Re: Securing Ceph with TLS

Kadir Ozdemir <kozdemir@xxxxxxxxxxxxxx> · Mon, 12 Mar 2018 16:54:03 -0700

Hi Greg,

Thank you for the comments.

I have been recently made aware of msgr2. My knowledge about it comes
from http://docs.ceph.com/docs/master/dev/msgr2/.

If the size of the plaintext data to be transferred over TLS is larger
than 16K, it is divided into chunks. The maximum size of the plaintext
chunk is 16K.  TLS adds a small header to each record, the encryption
algorithms can add some more bytes, e.g., some padding, and also if
compression is enabled, the compression algorithm can add some more
bytes when the data does not compress well. There is no minimum size
for the plaintext data. So, small messages can be encrypted
individually, and sent immediately.
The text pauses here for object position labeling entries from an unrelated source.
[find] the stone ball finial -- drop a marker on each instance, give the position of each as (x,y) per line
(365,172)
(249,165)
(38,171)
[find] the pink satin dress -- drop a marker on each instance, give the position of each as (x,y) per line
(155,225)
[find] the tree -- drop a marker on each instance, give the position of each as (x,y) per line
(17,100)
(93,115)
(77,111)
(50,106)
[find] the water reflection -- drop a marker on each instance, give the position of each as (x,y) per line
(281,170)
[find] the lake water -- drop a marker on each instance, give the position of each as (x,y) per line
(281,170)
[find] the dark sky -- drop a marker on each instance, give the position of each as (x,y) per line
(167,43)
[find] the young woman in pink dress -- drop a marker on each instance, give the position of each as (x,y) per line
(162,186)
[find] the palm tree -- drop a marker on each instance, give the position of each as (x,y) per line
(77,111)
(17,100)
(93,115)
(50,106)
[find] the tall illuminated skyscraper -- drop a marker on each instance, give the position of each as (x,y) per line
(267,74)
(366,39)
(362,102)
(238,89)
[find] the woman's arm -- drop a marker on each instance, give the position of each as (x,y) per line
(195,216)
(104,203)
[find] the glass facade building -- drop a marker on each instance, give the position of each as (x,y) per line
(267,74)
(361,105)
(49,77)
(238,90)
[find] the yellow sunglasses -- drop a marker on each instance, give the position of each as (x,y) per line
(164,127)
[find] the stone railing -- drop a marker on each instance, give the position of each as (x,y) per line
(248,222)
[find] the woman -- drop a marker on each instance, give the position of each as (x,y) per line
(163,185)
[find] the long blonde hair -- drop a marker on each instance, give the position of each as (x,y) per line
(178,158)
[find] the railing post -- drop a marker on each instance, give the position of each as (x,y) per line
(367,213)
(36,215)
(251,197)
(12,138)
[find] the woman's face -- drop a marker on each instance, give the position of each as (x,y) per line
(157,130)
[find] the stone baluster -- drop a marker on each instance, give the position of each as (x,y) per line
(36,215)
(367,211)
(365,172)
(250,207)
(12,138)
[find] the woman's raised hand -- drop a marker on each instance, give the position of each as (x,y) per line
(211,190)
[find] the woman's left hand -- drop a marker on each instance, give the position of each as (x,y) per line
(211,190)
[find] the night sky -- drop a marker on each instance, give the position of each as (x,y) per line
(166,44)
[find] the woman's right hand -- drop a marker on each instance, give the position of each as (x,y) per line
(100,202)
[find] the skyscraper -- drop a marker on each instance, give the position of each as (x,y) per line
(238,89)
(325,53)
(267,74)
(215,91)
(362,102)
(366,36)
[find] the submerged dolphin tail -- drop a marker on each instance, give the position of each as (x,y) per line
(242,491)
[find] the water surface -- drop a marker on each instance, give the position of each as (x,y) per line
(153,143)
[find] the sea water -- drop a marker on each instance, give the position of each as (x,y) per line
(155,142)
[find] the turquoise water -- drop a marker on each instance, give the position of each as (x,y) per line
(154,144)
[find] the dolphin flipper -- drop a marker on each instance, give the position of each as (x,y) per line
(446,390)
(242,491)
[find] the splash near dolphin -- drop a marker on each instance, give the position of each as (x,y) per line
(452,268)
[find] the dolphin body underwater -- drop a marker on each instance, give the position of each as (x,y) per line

This is what our code does
currently.

The OpenSSL library requires to specify if the SSL context would be
used by a client, server, or both (i.e., generic) when the SSL context
is created. A certificate to be used by an SSL context can be of type
client, server, or both. Assuming that not every environment would
support generic certificates, we decided to create separate SSL
contexts,  one for initiating connections (i..e., for the client
role), and the other for accepting connections (for the server role),
even if the same certificate is used for both roles.

After the servers have switched to "required", the clients can stay at
"desired" and it will work. However, it is recommend to switch the
clients to "required" too at some point. Otherwise, the clients would
be vulnerable to man-in-the-middle attacks, where the TLS connections
can be downgraded to the plain TCP connections.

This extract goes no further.